Multi-Site Analysis for Independent Data Sources
Source:vignettes/multisite_independent.Rmd
multisite_independent.RmdThe multi-site analyses included in this suite are intended to be executed against data that are all stored in the same place. However, there may be some instances where the data associated with each site is stored in independent locations. This vignette outlines how the multi-site analysis can be executed in these instances.
Multi-Site Exploratory Analysis
First, execute the Single Site, Exploratory analyses, configured appropriately for your study, against each data source.
library(cohortattrition)
my_table <- ca_process(attrition_tbl = my_attrition_counts,
multi_or_single_site = 'single',
anomaly_or_exploratory = 'exploratory',
...)Then, combine these results into a single table with the different
sites delineated in the site column. You will also need to
edit the output_function column to reflect that this table
now should be considered a Multi Site, Exploratory output.
Multi-Site Anomaly Detection Analysis
For anomaly detection analysis, start by executing the same steps as
the exploratory analysis. Then, the compute_dist_anomalies
and detect_outliers functions, both available through the
squba.gen package, should be executed against your results.
You will also need to edit the output_function column to
reflect that this table now should be considered a Multi Site, Anomaly
Detection output. Copy the code below, inputting the table you
generated.
var_col should be whichever numerical column produced by
the exploratory output that should be used as the target for anomaly
detection. The p_value can be selected by the user.

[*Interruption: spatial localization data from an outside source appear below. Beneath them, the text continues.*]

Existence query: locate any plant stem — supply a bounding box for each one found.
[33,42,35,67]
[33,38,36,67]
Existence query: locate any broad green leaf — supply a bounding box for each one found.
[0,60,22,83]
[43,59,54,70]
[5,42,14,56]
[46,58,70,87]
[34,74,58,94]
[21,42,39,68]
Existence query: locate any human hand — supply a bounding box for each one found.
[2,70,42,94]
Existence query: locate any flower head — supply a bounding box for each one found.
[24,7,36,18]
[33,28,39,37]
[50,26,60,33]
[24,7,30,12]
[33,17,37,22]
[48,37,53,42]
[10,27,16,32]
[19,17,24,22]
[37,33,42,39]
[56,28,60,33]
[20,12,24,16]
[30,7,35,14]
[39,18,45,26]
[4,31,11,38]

# First execute the compute_dist_anomalies function
df_start <- compute_dist_anomalies(df_tbl = my_table,
grp_vars = c('step_number', 'attrition_step'),
var_col = var_col,
denom_cols = c('step_number', 'attrition_step'))
# Then, use that output as input for the detect_outliers function
df_final <- detect_outliers(df_tbl = df_start,
p_input = p_value,
column_analysis = var_col,
column_variable = c('step_number', 'attrition_step')) %>%
dplyr::mutate(output_function = 'ca_ms_anom_cs')